According to the Duke Lemur Center, Magellan's mother and brothers were acting aggressively towards him.

This is actually a natural phenomenon. Lemurs are "kicked out" of their natal group at a certain point of their life, and this is induced by aggressive behavior towards the lemur individual. This is a common mechanism for animals that dispersal. Literally getting the boot from the group. There are no helicopter parents in the lemur world. Ruffed lemurs live in a fission fusion group, so generally both sexes are kicked out of the group.


Magellan was one of my research subject at the Duke Lemur Center. Along with his brothers (AJ and Rees) and mother (Kizzy), they participated in my color vision study last summer and fall.

Tuesday, September 27, 2016

I Presented A Poster On SMARTA And Ruffed Lemur Color Vision At #DLC50

When you show up and your outfit and hair matches your poster and table. #OnFleek
My poster for Duke Lemur Center 50th Anniversary Scientific Symposium is now available online.

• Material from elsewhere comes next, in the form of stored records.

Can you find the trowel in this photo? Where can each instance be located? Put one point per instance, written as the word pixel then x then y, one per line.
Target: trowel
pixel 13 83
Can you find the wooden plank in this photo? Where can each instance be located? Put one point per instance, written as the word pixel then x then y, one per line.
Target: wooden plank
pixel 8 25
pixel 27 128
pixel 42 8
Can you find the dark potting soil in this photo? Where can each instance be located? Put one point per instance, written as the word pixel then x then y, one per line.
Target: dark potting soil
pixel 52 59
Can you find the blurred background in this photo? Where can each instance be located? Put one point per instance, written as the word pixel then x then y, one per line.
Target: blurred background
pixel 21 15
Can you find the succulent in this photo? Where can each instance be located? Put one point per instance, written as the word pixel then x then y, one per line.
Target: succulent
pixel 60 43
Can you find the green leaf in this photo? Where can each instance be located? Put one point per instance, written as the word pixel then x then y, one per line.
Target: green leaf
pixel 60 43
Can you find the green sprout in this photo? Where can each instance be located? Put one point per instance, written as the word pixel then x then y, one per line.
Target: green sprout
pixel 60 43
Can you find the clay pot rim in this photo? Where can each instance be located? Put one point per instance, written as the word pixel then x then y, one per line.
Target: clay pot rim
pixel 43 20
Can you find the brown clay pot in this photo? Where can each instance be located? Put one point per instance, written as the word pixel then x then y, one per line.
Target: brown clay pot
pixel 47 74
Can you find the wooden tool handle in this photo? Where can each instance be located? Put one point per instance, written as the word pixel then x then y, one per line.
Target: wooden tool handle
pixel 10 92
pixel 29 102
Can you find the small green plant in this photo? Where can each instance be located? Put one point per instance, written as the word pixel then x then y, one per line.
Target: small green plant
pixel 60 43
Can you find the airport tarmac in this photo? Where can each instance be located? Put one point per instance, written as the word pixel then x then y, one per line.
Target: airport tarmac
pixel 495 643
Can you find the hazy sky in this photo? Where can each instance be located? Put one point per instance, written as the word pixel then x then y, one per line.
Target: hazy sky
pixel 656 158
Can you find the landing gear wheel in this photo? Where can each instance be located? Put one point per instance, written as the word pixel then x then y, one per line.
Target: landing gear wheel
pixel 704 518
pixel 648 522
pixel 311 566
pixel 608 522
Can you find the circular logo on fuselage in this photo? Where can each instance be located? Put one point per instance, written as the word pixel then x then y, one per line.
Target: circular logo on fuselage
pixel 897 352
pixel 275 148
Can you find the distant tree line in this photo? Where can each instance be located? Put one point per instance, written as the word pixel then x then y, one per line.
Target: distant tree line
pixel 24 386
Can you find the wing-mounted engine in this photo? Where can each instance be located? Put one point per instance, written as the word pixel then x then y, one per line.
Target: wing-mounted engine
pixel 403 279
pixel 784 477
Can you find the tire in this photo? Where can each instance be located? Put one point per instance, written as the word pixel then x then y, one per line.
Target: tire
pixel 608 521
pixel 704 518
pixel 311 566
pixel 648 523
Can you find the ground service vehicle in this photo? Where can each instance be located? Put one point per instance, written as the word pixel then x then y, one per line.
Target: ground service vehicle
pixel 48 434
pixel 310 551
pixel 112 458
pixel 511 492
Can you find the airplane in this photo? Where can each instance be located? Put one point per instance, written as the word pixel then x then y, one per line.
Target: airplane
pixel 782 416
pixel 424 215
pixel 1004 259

Please click here. Thank you Duke Lemur Center for inviting me to present my research, especially Dr. Erin Ehmke.

My credentials ;)
SMARTA: Subject-Mediated Automatic Remote Testing Apparatus for Color Vision Discrimination Tasks in Ruffed Lemurs (Varecia spp.) 


Polymorphic color vision in ruffed lemurs (Varecia spp.) occurs due to an allelic variation of a single x-linked opsin gene that results in individuals being either dichromatic (red-green colorblind) or trichromatic depending on their opsin genotypes. The link between genotype and phenotype is well-established in haplorhines but not well-studied in lemurs. To investigate the color vision genotype-phenotype link in Varecia spp., the subject-mediated automatic remote testing apparatus (SMARTA) was developed. It aims to reduce biases and to accurately test the color discrimination abilities of inferred dichromatic and trichromatic individuals. SMARTA is an innovative novel apparatus for behavioral touchscreen discrimination tasks. It is controlled remotely via a smartphone app, has a motorized conveyer that automatically dispenses food rewards, automatically logs data online, and is relatively inexpensive to build.

Monday, September 26, 2016

Duke Lemur Center Celebrates 50 Years Of Awesomesauce and Totes Amazeballs Research #DLC50

Early last week, Duke Lemur Center celebrated its 50 year anniversary with a Scientific Symposium and Gala. Originally called Duke University Primate Center, it was renamed to Duke Lemur Center to reflect its scientific mission and, well, the fact that most of the residents in this facility are lemurs. Some slow loris and bush baby do call Duke Lemur Center their home.

I was fortunate and humbled to be invited to present my research at the poster session as well as doing demonstrations of my research. It's exciting to see that SMARTA and my ruffed lemur color vision study continue to engage and excite many people. Who says you can't do fun science that's engaging to BOTH the public and the lemurs? Speaking of, Halley was very excited to show off her SMARTA skills!

Loving lemurs with Lemur Love Co-Directors, Dr. Tara Clarke and Dr. Marni LaFleur
I enjoyed the scientific symposium tremendously. What a great gathering of lemur scientists and lemur lovers. Great job Duke Lemur Center staff for organizing and working this event!

I'm also very excited to have won the "Duke Lemur Center Mystery Bag" from the raffle as well as winning two auction bids: A personalized animal portrait from Julie Byrne (talented artist and Duke Lemur Center volunteer) and TWELVE(!!!) bottles of Loire Valley Wines from Rabelais Wines.

Content of the Duke Lemur Center Mystery Bag. There's a ruffed lemur inside!!!